No outro canto do pátio, algumas garotas observavam Kong Chao e Wang Xiaocong com as mãos erguidas sob o sol; Wang Xiaocong balançava como um zumbi, causando surpresa.
— O que eles estão fazendo?
— Não sei.
— Estão doentes de novo?
— Nada mais normal; da última vez, Wang Xiaocong gritou na aula, assustando o professor de matemática.
— Sério? Eu não sabia.
— Você saiu para o banheiro, perdeu o momento.
— O que ele gritou?
— Acho que foi... “Deus Fang é incrível!”
[...]
— A visão panorâmica é difícil de treinar; equivale a mudar um hábito de vida, é desconfortável. Muitos, ao tentar, acabam balançando como zumbis pelo chão.
Bifang alertou os fãs que diziam não conseguir.
“Nem vou comentar, já estou balançando.”
“Quase vomitei, tudo aparece duplicado.”
“Não force, isso é astigmatismo. Use óculos e tente de novo.”
“Ei, funcionou, que coisa!”
— Durante o treino, não esqueça de mover a cabeça, ampliando o campo de visão para 360°, sem perder nenhum detalhe. Ao notar algo suspeito, foque no objeto; se nada houver, retorne à visão panorâmica.
— Caminhando assim, você encontrará mais animais selvagens, pois nenhum movimento escapa aos seus olhos.

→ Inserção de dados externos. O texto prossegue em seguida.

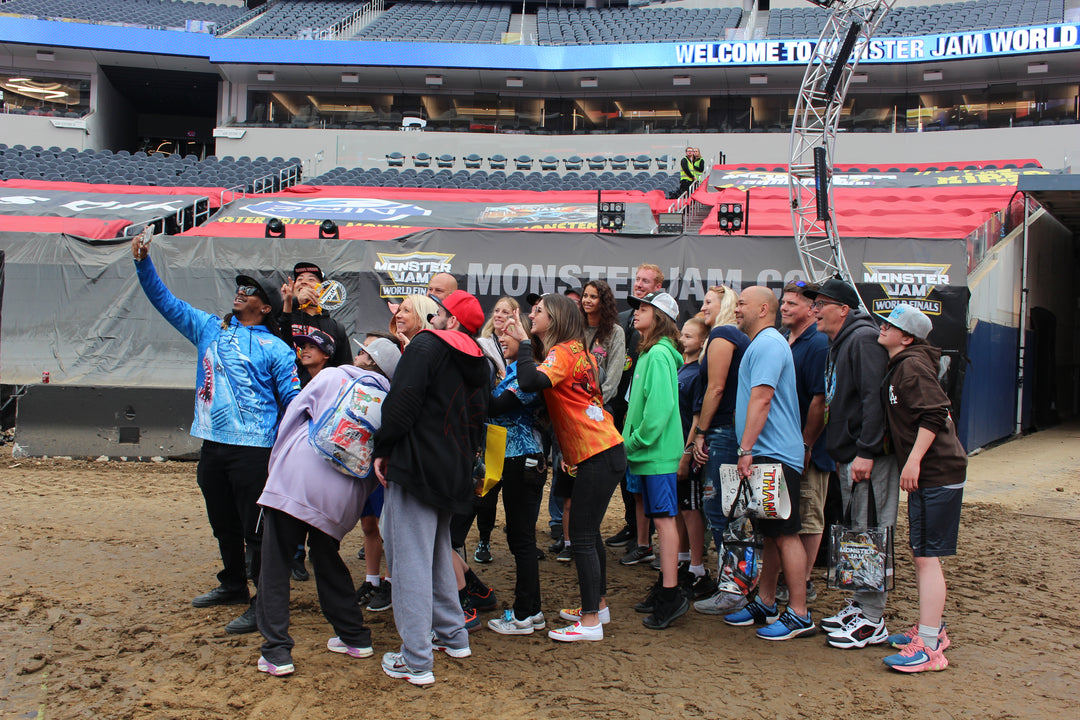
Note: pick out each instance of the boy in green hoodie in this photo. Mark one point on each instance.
(653, 436)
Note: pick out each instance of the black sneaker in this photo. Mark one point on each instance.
(299, 572)
(365, 593)
(245, 623)
(482, 597)
(622, 538)
(637, 554)
(649, 603)
(382, 598)
(702, 587)
(672, 603)
(221, 596)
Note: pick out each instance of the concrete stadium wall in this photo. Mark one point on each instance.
(1053, 146)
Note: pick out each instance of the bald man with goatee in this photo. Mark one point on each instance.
(769, 430)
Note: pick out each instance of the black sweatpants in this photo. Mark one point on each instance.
(231, 478)
(337, 596)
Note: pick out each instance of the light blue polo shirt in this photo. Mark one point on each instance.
(768, 362)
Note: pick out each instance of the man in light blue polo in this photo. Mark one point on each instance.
(768, 428)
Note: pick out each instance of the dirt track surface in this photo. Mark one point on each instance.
(102, 560)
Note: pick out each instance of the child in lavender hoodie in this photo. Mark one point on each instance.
(305, 494)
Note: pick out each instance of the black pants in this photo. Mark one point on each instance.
(337, 596)
(597, 478)
(231, 478)
(522, 493)
(483, 511)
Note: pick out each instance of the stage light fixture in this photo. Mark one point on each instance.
(841, 59)
(274, 228)
(821, 181)
(731, 216)
(610, 215)
(670, 223)
(328, 230)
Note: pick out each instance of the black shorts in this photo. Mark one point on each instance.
(793, 479)
(933, 520)
(690, 492)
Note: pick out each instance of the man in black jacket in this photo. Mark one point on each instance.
(432, 428)
(854, 437)
(301, 314)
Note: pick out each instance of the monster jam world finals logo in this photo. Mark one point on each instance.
(409, 273)
(906, 283)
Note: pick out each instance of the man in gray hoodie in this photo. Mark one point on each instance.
(854, 437)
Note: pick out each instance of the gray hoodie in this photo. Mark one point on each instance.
(854, 416)
(301, 483)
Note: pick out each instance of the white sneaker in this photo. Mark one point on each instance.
(574, 614)
(335, 644)
(576, 633)
(510, 625)
(859, 633)
(720, 602)
(275, 670)
(394, 665)
(453, 652)
(839, 620)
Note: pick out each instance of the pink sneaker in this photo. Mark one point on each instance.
(576, 633)
(901, 639)
(335, 644)
(916, 657)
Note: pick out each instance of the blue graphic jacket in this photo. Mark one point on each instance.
(245, 375)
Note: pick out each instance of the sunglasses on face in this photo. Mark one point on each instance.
(818, 304)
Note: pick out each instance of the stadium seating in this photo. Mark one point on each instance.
(444, 22)
(291, 18)
(149, 13)
(497, 179)
(105, 167)
(561, 26)
(927, 19)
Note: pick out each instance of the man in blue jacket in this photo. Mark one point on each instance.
(245, 377)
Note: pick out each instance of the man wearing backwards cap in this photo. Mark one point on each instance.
(854, 437)
(432, 430)
(301, 314)
(241, 364)
(934, 474)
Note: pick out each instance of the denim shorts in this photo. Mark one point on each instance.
(659, 493)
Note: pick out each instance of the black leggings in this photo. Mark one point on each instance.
(597, 478)
(522, 492)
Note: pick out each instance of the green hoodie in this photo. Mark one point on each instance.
(653, 431)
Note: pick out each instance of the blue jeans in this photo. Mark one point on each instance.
(723, 450)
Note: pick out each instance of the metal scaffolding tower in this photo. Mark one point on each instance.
(847, 32)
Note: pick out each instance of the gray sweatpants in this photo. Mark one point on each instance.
(886, 479)
(417, 541)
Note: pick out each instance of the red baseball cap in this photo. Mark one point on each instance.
(466, 308)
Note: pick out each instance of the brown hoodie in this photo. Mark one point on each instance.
(914, 398)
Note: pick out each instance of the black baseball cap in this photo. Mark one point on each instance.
(268, 290)
(316, 338)
(308, 267)
(835, 288)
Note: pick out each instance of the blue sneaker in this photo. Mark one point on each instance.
(788, 626)
(755, 613)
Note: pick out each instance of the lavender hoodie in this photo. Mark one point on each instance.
(300, 483)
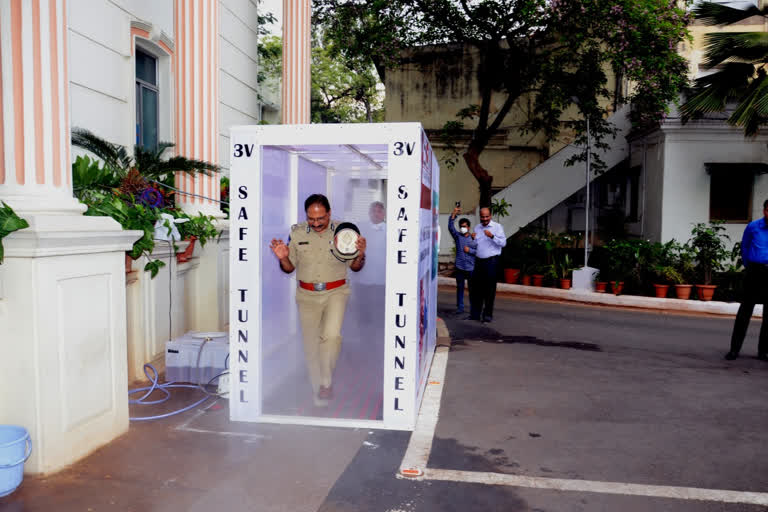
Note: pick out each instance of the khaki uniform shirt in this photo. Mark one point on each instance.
(310, 253)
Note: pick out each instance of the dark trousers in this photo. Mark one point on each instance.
(755, 285)
(482, 287)
(462, 276)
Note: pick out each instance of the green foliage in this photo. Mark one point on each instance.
(200, 226)
(147, 162)
(110, 188)
(91, 176)
(740, 58)
(131, 217)
(708, 244)
(564, 266)
(9, 222)
(342, 90)
(624, 259)
(540, 53)
(660, 263)
(500, 208)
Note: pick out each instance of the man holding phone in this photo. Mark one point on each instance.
(466, 247)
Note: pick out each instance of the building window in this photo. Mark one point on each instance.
(147, 109)
(730, 194)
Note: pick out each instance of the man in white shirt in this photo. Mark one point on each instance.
(368, 284)
(490, 239)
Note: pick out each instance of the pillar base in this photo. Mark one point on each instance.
(63, 351)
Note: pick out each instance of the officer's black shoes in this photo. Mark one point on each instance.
(325, 393)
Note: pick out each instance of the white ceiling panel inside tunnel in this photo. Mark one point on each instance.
(364, 158)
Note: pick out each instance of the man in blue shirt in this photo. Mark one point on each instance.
(466, 247)
(754, 253)
(482, 287)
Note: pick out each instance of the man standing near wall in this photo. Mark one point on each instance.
(369, 283)
(323, 290)
(482, 287)
(754, 254)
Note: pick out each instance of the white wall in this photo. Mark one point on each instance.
(686, 184)
(238, 41)
(102, 66)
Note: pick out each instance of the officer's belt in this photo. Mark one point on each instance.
(319, 287)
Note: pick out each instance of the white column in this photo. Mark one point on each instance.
(35, 174)
(197, 101)
(62, 284)
(297, 30)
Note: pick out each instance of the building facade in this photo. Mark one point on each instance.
(131, 72)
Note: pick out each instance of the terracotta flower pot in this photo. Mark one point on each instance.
(683, 291)
(705, 291)
(510, 275)
(184, 256)
(661, 290)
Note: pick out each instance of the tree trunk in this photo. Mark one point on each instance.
(485, 180)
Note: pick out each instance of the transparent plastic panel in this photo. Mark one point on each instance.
(352, 180)
(279, 330)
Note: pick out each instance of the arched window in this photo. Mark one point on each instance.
(147, 99)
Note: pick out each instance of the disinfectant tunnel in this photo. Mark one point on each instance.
(326, 329)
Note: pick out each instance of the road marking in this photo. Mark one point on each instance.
(414, 463)
(653, 491)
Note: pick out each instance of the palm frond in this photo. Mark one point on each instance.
(739, 46)
(712, 92)
(113, 155)
(746, 114)
(711, 13)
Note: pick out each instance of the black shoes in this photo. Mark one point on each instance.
(325, 393)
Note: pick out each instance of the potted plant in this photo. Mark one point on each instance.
(620, 261)
(708, 244)
(199, 227)
(130, 188)
(540, 271)
(661, 262)
(564, 267)
(684, 265)
(9, 222)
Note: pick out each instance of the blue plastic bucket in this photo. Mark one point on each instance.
(15, 449)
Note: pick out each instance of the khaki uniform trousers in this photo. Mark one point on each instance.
(322, 315)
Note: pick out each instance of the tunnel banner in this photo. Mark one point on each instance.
(363, 360)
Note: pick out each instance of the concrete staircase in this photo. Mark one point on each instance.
(550, 183)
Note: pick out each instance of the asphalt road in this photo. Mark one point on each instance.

Essa é a técnica que Bifang sempre usa; além de facilitar a descoberta de presas, permite identificar perigos, como serpentes enroladas em árvores.
Por causa da camuflagem, sem visão panorâmica, é fácil ignorá-las e se aproximar perigosamente.

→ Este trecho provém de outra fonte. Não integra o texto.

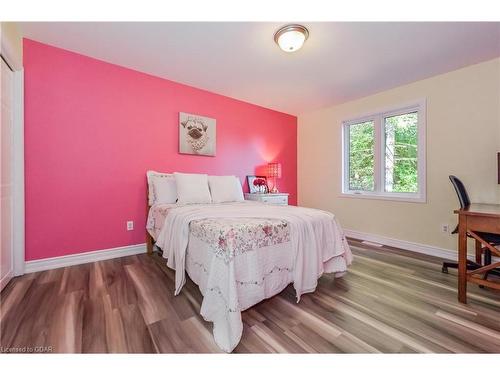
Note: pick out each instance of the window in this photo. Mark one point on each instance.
(384, 155)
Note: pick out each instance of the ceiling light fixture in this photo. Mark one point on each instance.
(290, 38)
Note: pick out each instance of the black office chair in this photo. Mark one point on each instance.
(492, 238)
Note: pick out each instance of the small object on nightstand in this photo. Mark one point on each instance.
(280, 198)
(274, 172)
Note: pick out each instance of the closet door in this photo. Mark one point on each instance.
(6, 250)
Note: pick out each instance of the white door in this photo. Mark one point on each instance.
(6, 245)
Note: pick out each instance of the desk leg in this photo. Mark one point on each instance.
(462, 259)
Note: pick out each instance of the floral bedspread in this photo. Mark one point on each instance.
(229, 237)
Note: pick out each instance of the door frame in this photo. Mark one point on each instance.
(18, 192)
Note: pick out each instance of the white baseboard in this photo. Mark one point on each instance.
(405, 245)
(81, 258)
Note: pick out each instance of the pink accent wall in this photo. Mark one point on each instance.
(92, 129)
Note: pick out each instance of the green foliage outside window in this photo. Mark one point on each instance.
(401, 135)
(401, 154)
(361, 156)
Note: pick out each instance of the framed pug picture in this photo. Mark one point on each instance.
(197, 134)
(257, 184)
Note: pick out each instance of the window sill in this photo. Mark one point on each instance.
(396, 198)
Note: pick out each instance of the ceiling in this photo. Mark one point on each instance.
(339, 62)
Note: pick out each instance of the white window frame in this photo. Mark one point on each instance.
(379, 152)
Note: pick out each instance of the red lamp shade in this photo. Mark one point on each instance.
(274, 170)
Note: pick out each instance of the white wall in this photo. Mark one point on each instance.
(463, 137)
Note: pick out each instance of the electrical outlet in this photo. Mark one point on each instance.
(130, 225)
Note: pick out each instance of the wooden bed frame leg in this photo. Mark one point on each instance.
(149, 243)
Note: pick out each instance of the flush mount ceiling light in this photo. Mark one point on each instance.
(290, 38)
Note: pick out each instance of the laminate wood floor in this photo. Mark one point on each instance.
(389, 301)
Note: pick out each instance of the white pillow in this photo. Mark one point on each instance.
(225, 189)
(161, 187)
(192, 188)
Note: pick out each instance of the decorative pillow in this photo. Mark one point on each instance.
(192, 188)
(161, 187)
(225, 189)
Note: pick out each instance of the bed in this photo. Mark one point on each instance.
(240, 253)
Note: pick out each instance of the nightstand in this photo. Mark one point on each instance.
(278, 198)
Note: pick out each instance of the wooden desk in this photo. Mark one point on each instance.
(476, 217)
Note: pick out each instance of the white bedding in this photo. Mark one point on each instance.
(241, 253)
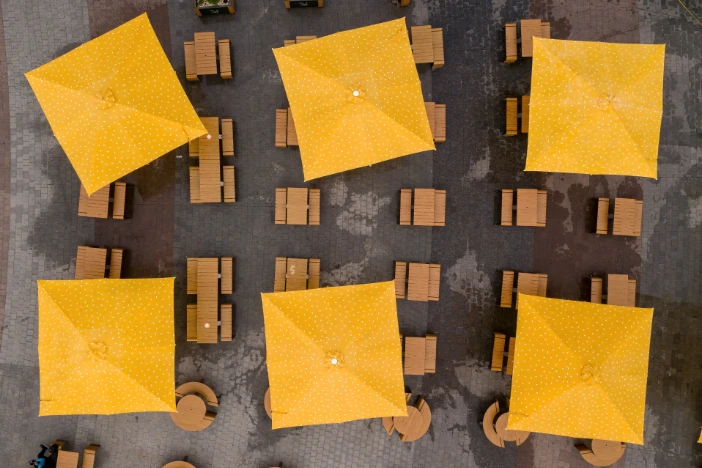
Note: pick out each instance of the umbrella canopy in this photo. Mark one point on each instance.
(356, 98)
(595, 108)
(115, 104)
(106, 346)
(580, 369)
(333, 355)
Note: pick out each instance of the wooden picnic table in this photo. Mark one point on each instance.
(627, 217)
(95, 205)
(90, 263)
(205, 53)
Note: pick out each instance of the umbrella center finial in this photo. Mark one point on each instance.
(589, 373)
(108, 99)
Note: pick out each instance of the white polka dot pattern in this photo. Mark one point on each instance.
(355, 97)
(333, 355)
(580, 369)
(106, 346)
(595, 108)
(115, 103)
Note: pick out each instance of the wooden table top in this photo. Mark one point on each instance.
(90, 263)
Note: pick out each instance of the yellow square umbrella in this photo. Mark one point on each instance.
(115, 104)
(595, 107)
(106, 346)
(580, 369)
(356, 98)
(333, 355)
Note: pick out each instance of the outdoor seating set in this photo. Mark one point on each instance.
(205, 279)
(67, 459)
(210, 182)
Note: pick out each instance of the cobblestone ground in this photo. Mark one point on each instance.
(359, 238)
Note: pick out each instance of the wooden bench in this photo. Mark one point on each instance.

Também existe o treino auditivo; assim como a visão, pode-se treinar os ouvidos para captar todos os sons do ambiente, não apenas os mais evidentes.

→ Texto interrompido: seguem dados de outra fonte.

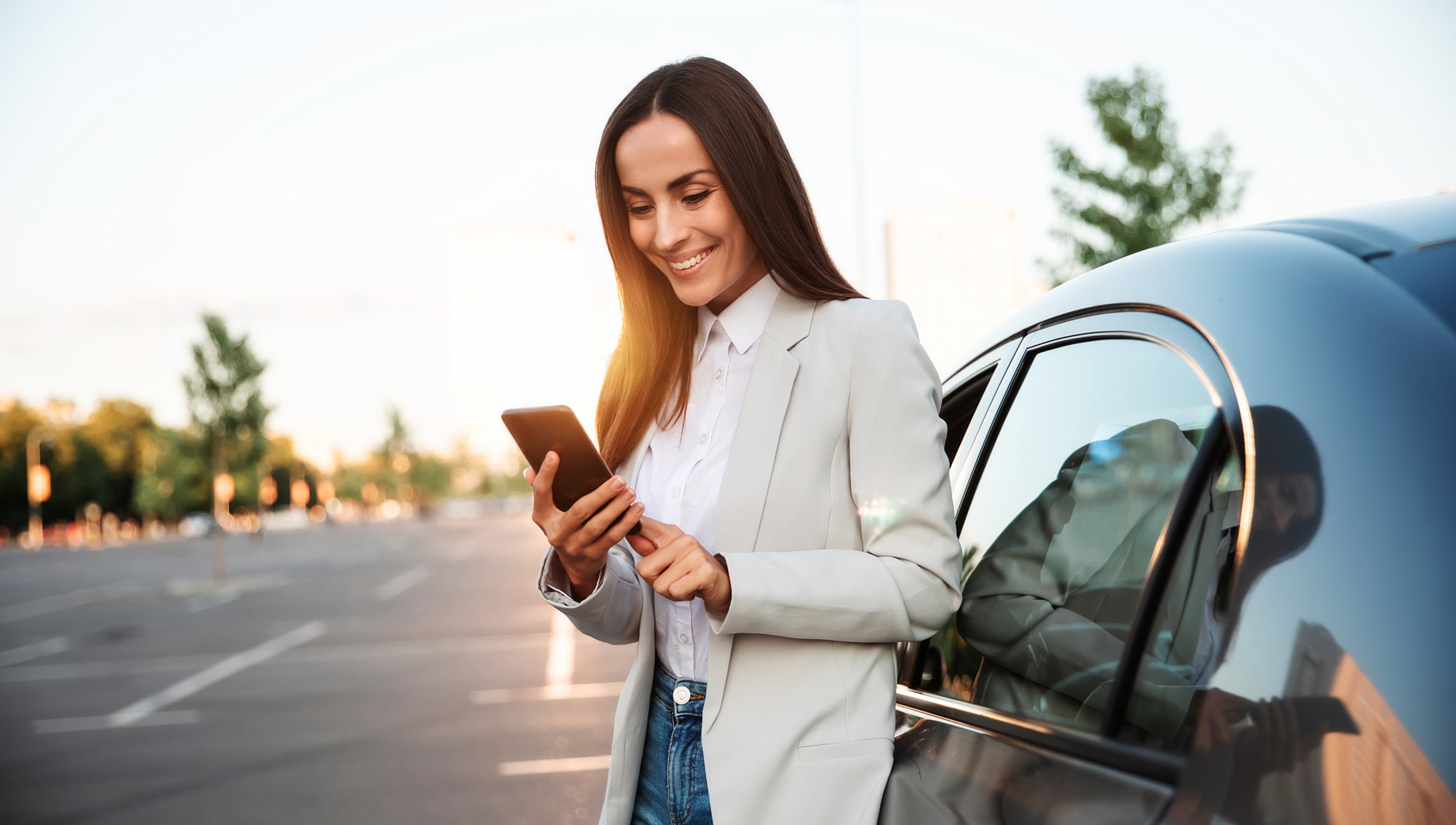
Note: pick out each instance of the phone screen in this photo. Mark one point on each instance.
(557, 430)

Por fim, há o sentido do ambiente.
Bifang mencionou que essas técnicas ajudam a perceber melhor o ambiente, facilitando a identificação de animais selvagens.
Mas existe um outro aspecto crucial: a sensação, uma intuição selvagem.
Sentir o vento sobre o corpo, os músculos das pernas em movimento, a chuva na pele e nas roupas.
Esse nível é quase subjetivo, mas pessoas experientes na natureza realmente desenvolvem uma percepção aguçada do perigo.
Quando dominada, essa sensação torna a pessoa mais alerta, capaz de prosperar em ambientes hostis; caso contrário, pode parecer nervosa e irritadiça, reagindo exageradamente a qualquer estímulo.
— Quando você reúne todas essas habilidades, torna-se íntimo do ambiente. Não apenas o conhece, mas passa a fazer parte dele, capaz de sentir a presença dos animais antes mesmo de vê-los.
— Assim, você pode se aproximar mais dos animais locais, e quando estiver suficientemente perto, poderá caçá-los. Mas há outras técnicas necessárias, como aproximação e camuflagem, que são complexas; explicarei em situações futuras.
“Excelente, essa transmissão está cheia de conteúdo. Me sinto um caçador agora, vou enfrentar os cães selvagens do morro e comer carne hoje à noite.”
“Você está falando sério? Não parece muito seguro...”
“Boa sorte! Se conseguir, mande um pouco de carne para nós. Se não der certo, não vou participar do banquete.”
“Achei sem graça, só o encontro com a cobra foi emocionante.”
“Vocês viram aquele negócio atrás do Fang? O que é aquilo...”
“O quê?”
“Aquele monte dourado, meio distante, no canto superior esquerdo.”
“Parece que tem mesmo algo ali, está se movendo?”
No canto superior esquerdo, muitos espectadores discutiam o assunto; Bifang virou-se, mas não viu nada.
Alguns garantiam ter visto um objeto dourado se movendo, mas desaparecera.
Dourado e em movimento?
Bifang ficou confuso.
Seria um animal? Mas qual animal seria dourado?
Essa cor é muito chamativa, difícil de servir como camuflagem.
Tigre dourado?
Aquela montanha jamais teria um tigre; se tivesse, Bifang se arriscaria a fazer uma acrobacia ao vivo.
Não apenas impossível geograficamente, mas também ecologicamente; uma montanha tão pequena não sustenta um predador desse porte.
Cães selvagens já seriam surpresa.
Convicto de sua análise, Bifang avançou na direção indicada pelos espectadores do chat. Após alguns metros, viu um brilho dourado atrás de uma árvore!
Realmente existia!
Bifang ficou alerta e correu, contornando a árvore e deparando-se com uma vasta mancha dourada, surpreendendo a todos.
O chat foi inundado por comentários.
Bifang arregalou os olhos.
Meu Deus!
Uma píton dourada!
Como poderia haver uma píton dourada ali?